Examining AI's Role in Mental Health Detection
This study evaluates AI models for identifying risks in Chinese social media posts.
― 6 min read
Table of Contents
Mental health issues like depression are significant concerns worldwide. In China, about 6.9% of people are estimated to experience depression, which can sometimes lead to suicidal thoughts or actions. Social media platforms, such as Weibo, have become places where individuals openly share their feelings, including negative emotions and suicidal thoughts. Therefore, identifying these issues quickly can help in providing timely support and possible interventions.
Artificial intelligence (AI) is playing an increasingly important role in recognizing emotions through text.
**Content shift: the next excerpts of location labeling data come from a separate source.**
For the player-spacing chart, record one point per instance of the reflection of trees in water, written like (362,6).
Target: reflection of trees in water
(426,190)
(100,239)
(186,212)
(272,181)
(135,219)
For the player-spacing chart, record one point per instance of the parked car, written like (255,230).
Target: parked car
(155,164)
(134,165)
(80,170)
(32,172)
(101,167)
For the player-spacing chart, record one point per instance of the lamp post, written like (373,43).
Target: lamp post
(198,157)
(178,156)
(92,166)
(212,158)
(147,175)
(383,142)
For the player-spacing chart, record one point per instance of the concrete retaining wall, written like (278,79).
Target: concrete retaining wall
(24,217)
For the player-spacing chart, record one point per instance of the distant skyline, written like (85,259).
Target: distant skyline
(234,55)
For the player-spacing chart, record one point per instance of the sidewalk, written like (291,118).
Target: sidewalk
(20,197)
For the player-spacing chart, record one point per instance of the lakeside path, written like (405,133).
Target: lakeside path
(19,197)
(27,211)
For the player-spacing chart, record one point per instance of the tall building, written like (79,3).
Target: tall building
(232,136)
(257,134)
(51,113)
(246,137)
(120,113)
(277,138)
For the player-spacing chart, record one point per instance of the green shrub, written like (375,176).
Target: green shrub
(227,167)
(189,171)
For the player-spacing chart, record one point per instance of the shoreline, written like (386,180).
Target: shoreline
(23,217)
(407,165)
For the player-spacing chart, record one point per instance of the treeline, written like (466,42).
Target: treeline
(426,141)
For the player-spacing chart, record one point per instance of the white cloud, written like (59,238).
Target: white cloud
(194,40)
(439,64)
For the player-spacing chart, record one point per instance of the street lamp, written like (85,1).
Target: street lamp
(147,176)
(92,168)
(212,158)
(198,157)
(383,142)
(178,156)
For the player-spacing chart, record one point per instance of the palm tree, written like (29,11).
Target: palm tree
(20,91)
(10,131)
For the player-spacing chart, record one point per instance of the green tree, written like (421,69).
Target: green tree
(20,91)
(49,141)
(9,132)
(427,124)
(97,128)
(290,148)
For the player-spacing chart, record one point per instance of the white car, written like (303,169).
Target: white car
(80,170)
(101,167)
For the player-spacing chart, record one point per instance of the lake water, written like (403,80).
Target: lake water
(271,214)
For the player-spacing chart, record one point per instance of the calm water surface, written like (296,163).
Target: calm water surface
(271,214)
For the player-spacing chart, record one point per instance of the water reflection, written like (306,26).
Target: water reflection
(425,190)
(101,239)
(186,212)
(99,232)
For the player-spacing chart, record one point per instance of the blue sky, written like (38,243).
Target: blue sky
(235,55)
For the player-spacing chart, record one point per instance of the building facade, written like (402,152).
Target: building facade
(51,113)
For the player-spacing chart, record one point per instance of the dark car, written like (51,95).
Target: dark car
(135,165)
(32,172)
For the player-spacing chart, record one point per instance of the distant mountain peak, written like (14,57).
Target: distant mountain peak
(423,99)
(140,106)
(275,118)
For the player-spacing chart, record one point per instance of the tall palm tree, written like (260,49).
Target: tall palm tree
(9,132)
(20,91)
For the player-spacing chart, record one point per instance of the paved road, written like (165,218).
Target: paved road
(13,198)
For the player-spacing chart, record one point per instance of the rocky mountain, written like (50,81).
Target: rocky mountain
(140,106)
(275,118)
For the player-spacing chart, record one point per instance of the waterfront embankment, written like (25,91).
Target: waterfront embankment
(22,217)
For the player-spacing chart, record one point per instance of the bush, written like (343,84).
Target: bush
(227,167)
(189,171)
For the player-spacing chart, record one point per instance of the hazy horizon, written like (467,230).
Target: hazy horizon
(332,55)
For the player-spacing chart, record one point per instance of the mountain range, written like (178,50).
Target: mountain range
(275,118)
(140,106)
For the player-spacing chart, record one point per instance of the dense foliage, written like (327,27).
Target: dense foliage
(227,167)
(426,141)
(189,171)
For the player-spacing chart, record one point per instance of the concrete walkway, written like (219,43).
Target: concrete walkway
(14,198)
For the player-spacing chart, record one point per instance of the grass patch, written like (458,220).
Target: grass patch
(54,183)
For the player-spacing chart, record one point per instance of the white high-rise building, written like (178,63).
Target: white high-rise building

Recent advancements in AI, particularly with deep learning techniques, have created many tools designed to analyze sentiments in written content. However, building effective AI models can be complicated and costly, often requiring a lot of labeled data, which can include expert opinions. This highlights a need for more adaptable and practical solutions, especially in healthcare.
Large Language Models are noteworthy because they are able to learn from vast amounts of text data. These models can produce text that mimics human language. Despite their potential, research into their usefulness for real-world applications, particularly in mental health, is still limited. While some studies focus on English, there is a gap in research regarding Chinese social media data, especially in understanding emotions in-depth. This study aims to address this gap by comparing traditional Supervised Learning methods with large language models in identifying Cognitive Distortions and suicidal risks in Chinese social media posts.
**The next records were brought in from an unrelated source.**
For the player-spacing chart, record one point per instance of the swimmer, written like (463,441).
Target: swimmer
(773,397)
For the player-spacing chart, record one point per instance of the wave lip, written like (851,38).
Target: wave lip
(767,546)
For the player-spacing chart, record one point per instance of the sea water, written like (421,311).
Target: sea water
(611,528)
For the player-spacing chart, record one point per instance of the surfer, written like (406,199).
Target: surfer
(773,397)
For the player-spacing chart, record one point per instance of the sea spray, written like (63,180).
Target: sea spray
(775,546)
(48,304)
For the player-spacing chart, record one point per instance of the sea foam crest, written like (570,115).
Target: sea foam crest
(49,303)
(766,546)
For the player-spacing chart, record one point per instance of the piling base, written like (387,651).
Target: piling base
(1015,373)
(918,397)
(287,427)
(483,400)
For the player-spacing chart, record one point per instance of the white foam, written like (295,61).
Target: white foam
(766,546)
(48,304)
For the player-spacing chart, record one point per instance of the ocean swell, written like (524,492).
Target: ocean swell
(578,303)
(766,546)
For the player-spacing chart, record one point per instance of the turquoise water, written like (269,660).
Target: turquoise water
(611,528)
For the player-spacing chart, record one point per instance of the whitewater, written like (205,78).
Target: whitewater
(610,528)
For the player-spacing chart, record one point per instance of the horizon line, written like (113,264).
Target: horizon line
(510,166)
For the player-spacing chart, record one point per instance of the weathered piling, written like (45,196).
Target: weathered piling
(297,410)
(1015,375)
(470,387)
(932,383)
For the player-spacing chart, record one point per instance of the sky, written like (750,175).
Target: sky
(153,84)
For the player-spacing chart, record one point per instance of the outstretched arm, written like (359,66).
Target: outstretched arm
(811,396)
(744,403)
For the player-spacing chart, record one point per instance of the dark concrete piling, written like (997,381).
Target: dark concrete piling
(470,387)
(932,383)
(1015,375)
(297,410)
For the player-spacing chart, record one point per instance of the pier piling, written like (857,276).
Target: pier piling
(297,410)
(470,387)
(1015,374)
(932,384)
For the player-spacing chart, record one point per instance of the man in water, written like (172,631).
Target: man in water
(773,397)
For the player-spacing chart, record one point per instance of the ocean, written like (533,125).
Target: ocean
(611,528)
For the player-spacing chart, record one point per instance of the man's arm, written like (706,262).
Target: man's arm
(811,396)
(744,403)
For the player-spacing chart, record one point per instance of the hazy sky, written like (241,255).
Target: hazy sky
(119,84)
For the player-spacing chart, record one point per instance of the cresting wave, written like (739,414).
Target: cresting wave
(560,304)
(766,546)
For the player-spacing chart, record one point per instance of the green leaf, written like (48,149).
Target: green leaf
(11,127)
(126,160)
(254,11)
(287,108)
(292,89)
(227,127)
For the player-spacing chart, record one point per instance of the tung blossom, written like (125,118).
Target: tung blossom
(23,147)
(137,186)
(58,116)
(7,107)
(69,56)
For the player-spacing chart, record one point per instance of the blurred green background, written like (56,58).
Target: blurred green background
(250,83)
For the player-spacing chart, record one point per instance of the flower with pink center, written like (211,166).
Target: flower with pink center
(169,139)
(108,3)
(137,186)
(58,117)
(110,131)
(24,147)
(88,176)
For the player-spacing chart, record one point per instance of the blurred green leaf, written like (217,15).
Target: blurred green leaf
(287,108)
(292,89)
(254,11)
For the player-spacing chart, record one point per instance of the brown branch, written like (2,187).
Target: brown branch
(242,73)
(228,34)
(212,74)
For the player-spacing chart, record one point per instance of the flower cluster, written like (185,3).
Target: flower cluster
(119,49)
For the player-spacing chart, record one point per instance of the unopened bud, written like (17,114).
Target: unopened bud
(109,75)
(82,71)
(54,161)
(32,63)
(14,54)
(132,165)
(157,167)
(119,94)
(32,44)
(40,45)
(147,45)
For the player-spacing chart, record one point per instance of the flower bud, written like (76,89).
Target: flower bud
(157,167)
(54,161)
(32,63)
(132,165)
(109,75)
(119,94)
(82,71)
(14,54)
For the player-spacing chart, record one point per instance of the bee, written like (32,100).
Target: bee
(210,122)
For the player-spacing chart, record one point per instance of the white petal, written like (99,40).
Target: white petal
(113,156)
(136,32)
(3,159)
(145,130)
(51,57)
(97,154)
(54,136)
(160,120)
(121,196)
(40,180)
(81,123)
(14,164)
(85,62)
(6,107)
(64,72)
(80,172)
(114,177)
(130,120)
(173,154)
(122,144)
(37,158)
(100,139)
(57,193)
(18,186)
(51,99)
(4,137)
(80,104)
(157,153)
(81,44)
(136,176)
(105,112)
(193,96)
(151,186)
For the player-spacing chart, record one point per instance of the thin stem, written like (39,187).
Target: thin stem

The Importance of Mental Health in the Digital Age
The rise of social media has changed how people express their emotions. These platforms generate a large amount of data that reflects users' thoughts and feelings. Understanding this emotional content is essential, especially in detecting negative sentiments that may lead to serious mental health issues. The ability to assess these sentiments quickly and accurately can play a critical role in preventing tragedies.
The Role of Artificial Intelligence
AI and deep learning technologies have shown promise in analyzing emotions from text. Many algorithms have been developed specifically for this purpose. However, challenges still exist, including the need for extensive labeled datasets and the high costs associated with building and maintaining these systems. This has raised the need for more flexible and efficient solutions, particularly in sectors like healthcare where reliability is crucial.
Large Language Models: An Overview
Large language models represent a significant advance in computational linguistics. They can analyze and generate complex text based on extensive training data. Although many studies have showcased their potential, most of them have focused on English datasets, creating a gap in understanding their effectiveness in other languages and contexts.
Research Focus
This study investigates two critical tasks: identifying Suicide Risks and recognizing cognitive distortions based on content from Chinese social media. The research compares supervised learning methods with large language models, assessing their effectiveness in these specific contexts.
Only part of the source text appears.